Notes
- Il apparaît ici important de donner quelques précisions sur cette expérience professionnelle afin que les réflexions émergentes ainsi que les exemples donnés puissent être compris dans leur contexte. Je travaille depuis plusieurs années dans une équipe du RSSS dont le mandat est d’offrir des suivis de santé et psychosociaux de proximité (dans la rue, les organisations communautaires, etc.) à des personnes en situation d’itinérance. La mission première de cette équipe est de faciliter l’accès aux services existants à des personnes isolées, marginalisées et qui n’ont pas accès à des suivis adéquats ou à des services adaptés à leur réalité. Le travail des intervenant-es de cette équipe étant en particulier d’aider ces personnes, aux parcours extrêmement variés, à naviguer à travers les différents services et institutions, cette expérience a aiguisé ma connaissance des divers systèmes (santé, services sociaux, emploi, justice, logement, etc.) dans leur grande complexité, leurs forces, mais également leurs limites et leurs failles.
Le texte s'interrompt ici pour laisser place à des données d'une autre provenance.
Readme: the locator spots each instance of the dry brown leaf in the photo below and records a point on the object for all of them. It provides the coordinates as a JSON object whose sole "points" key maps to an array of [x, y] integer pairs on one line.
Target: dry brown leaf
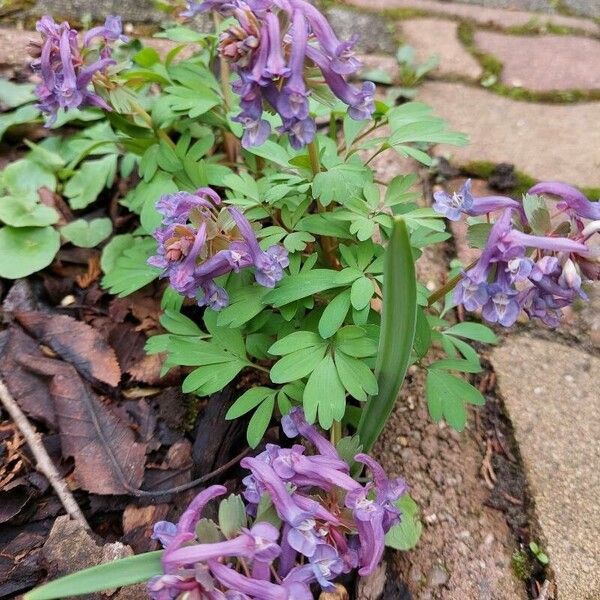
{"points": [[75, 342], [90, 432], [28, 389], [93, 273]]}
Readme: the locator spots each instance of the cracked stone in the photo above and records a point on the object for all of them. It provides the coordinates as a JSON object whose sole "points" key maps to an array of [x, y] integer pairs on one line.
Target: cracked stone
{"points": [[558, 432], [548, 142], [482, 15], [438, 37], [574, 60]]}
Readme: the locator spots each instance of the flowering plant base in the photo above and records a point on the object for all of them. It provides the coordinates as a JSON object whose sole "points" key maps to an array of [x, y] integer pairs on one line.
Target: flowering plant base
{"points": [[284, 267]]}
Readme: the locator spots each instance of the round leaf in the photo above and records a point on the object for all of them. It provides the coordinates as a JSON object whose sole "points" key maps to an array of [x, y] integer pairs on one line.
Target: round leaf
{"points": [[25, 177], [26, 250], [87, 234], [20, 212]]}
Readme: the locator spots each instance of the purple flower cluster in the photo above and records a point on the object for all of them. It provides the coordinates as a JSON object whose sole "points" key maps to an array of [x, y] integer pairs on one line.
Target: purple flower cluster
{"points": [[330, 525], [200, 240], [518, 271], [60, 60], [271, 61]]}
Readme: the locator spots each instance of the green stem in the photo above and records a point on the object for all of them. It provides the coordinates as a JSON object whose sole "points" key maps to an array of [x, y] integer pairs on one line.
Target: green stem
{"points": [[313, 155], [447, 287], [163, 135]]}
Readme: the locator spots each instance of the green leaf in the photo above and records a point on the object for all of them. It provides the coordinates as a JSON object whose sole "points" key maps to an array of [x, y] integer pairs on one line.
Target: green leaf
{"points": [[478, 234], [16, 94], [473, 331], [114, 574], [244, 304], [297, 365], [25, 177], [114, 249], [334, 315], [399, 190], [355, 376], [422, 334], [23, 114], [308, 283], [260, 422], [348, 447], [324, 394], [232, 516], [210, 379], [537, 214], [339, 183], [131, 271], [249, 400], [273, 152], [23, 212], [89, 180], [447, 396], [174, 322], [293, 342], [406, 534], [87, 234], [361, 293], [26, 250], [398, 324]]}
- À travers cette revue de la littérature, j’ai d’abord recensé les écrits entourant le phénomène de l’itinérance et l’évolution des conceptions de la marginalité et de la vulnérabilité. Je me suis ensuite penchée sur la place de la créativité d’abord en intervention sociale puis plus spécifiquement dans le champ du travail social. J’ai alors exploré l’évolution de cette profession dans une mouvance modernisme-postmodernisme et j’ai sondé inévitablement les questions incontournables de l’alternance du travail social comme étant outil de changement et outil de contrôle, la question de la dualité entre savoir expert et savoir expérientiel, la place des émotions dans la pratique et l’identité professionnelle.
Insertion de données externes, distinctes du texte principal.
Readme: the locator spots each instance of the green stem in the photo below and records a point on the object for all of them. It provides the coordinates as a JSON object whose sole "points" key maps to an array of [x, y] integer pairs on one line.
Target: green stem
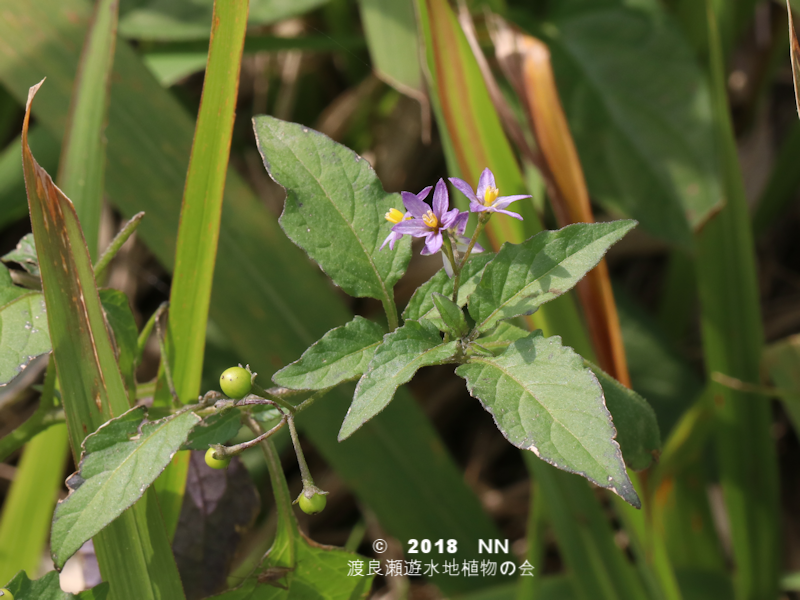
{"points": [[391, 313], [287, 525], [115, 245], [147, 330], [305, 474], [275, 398], [457, 268], [162, 346], [223, 452]]}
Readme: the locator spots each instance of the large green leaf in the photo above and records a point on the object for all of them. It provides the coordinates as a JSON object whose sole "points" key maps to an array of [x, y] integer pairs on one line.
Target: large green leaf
{"points": [[634, 420], [415, 345], [335, 206], [343, 353], [524, 276], [544, 400], [119, 462], [23, 332], [49, 588], [599, 567], [641, 119]]}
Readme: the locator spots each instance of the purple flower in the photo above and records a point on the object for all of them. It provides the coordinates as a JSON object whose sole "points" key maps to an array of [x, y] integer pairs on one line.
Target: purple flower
{"points": [[395, 216], [487, 198], [429, 222]]}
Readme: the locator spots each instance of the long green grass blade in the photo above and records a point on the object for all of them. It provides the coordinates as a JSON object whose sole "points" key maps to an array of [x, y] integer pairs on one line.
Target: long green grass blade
{"points": [[133, 551], [391, 32], [196, 250], [83, 158], [28, 508], [732, 339]]}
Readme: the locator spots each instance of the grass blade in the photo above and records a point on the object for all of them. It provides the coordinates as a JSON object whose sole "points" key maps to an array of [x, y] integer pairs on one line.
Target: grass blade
{"points": [[91, 385], [732, 340], [198, 233], [28, 508], [83, 158], [795, 54]]}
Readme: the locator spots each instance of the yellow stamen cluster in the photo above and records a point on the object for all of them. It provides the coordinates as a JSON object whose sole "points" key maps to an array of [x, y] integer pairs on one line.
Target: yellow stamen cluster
{"points": [[490, 196], [430, 220], [394, 216]]}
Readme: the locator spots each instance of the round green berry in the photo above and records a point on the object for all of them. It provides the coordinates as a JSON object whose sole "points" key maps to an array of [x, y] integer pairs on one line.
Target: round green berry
{"points": [[311, 506], [235, 382], [216, 463]]}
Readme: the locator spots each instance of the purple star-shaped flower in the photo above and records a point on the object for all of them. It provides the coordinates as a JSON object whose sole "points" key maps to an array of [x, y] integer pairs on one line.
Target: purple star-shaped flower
{"points": [[487, 198], [395, 216], [429, 222]]}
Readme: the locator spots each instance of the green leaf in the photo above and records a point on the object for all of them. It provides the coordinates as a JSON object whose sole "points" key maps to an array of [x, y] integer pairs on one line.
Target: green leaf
{"points": [[215, 429], [199, 230], [49, 588], [343, 353], [421, 304], [501, 337], [295, 567], [396, 463], [414, 345], [391, 29], [189, 19], [133, 550], [635, 421], [219, 507], [543, 399], [25, 255], [8, 291], [123, 326], [644, 133], [81, 172], [335, 206], [119, 462], [320, 574], [455, 323], [524, 276], [29, 502], [23, 334]]}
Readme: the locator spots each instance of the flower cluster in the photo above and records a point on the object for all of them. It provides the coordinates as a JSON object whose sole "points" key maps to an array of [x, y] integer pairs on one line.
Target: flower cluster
{"points": [[435, 221]]}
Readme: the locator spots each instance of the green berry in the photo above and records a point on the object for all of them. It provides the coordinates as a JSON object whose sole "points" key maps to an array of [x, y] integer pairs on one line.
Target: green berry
{"points": [[235, 382], [311, 506], [216, 463]]}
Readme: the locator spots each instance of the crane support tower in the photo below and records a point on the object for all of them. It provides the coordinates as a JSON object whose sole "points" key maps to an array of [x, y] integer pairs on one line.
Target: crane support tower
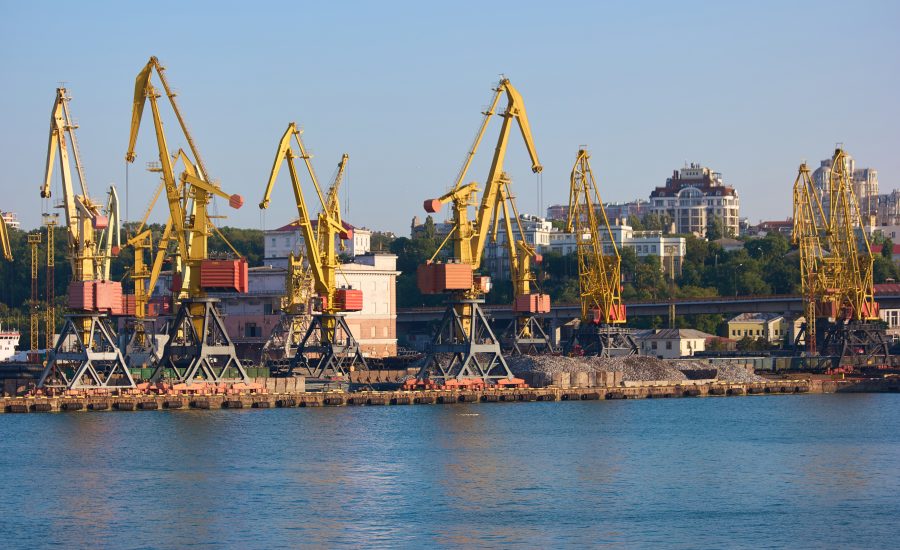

- Afin de mieux saisir comment s’établit l’alliance thérapeutique entre les travailleurs-euses sociaux-ales et les personnes en situation d’itinérance, je compte documenter les perceptions qu’ont ces différent-es acteurs-trices de la place à accorder à cette alliance dans leur relation professionnelle, de la forme qu’elle prend, de ses effets, de ce qui la favorise ou lui fait obstacle. J’utilise trois méthodes de collecte de données : l’analyse de textes, les entrevues individuelles avec des travailleurs-euses sociaux-ales et des personnes en situation d’itinérance et l’observation directe des activités des travailleurs-euses sociaux-ales.
- « can lead to individuals excluding themselves from particular relationships and situations as they seek to minimalize and manage the damage to their self-identity and personhood », notre traduction.
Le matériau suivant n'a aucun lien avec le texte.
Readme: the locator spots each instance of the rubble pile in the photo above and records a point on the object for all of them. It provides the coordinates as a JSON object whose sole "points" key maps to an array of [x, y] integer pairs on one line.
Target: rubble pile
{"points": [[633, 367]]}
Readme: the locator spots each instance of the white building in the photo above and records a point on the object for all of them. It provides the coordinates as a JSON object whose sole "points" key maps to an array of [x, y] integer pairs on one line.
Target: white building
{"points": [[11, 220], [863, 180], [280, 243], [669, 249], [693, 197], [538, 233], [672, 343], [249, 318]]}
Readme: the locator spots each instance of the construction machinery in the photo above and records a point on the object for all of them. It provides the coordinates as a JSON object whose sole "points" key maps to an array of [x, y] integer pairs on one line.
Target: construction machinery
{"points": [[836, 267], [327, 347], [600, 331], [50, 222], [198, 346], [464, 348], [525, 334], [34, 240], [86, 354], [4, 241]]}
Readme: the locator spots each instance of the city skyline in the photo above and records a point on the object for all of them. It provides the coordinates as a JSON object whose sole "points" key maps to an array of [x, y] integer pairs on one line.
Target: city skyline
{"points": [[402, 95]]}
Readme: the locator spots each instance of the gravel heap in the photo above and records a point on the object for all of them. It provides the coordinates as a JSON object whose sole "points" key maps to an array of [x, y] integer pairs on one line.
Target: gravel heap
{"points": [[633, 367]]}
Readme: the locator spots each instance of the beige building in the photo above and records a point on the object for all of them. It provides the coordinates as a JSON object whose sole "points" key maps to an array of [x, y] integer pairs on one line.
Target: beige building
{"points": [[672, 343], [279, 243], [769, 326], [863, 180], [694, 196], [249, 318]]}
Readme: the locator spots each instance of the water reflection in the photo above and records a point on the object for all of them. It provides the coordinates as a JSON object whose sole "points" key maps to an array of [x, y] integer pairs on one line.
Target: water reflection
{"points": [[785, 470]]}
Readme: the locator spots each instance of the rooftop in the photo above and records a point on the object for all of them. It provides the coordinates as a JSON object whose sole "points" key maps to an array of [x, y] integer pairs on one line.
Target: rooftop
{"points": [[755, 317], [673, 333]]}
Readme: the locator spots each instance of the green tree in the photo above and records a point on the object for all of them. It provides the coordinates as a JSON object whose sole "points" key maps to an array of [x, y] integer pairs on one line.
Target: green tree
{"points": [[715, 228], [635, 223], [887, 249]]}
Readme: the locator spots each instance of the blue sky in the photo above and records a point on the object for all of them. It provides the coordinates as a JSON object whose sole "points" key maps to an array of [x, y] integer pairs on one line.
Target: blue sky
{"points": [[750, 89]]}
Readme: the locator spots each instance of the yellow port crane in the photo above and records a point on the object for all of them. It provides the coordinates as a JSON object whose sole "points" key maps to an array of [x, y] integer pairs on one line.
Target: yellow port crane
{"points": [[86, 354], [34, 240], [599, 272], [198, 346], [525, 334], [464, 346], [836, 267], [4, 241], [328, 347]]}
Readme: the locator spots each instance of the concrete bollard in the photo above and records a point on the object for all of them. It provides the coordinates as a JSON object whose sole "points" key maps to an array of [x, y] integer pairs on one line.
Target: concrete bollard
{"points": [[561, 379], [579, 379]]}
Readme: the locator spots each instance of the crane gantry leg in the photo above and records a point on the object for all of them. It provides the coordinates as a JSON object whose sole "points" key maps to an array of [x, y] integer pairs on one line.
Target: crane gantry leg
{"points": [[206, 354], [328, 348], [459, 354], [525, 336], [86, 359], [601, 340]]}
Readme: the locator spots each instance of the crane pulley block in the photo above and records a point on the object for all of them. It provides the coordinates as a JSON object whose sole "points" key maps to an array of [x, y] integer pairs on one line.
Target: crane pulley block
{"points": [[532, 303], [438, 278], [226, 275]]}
- J’entends par autonomie la question de différenciation à l’autre telle que décrite par Winnicott (1975) et soulevée plus haut. C’est par la reconnaissance de l’autre comme ayant une « vitalité qui lui est propre » (Winnicott, 1975, p.34) qu’on lui concède un pouvoir sur sa manière d’être et d’agir. Cela n’est pas sans rappeler la notion de « pouvoir d’agir » que Côté et al. (2019, p.17), en se référant à Le Bossé (1998), définissent comme « le contrôle que peut exercer une personne ou un groupe de personnes sur son/leur environnement par la recherche et l’obtention des ressources matérielles, psychologiques et sociales nécessaires pour atteindre leurs objectifs ».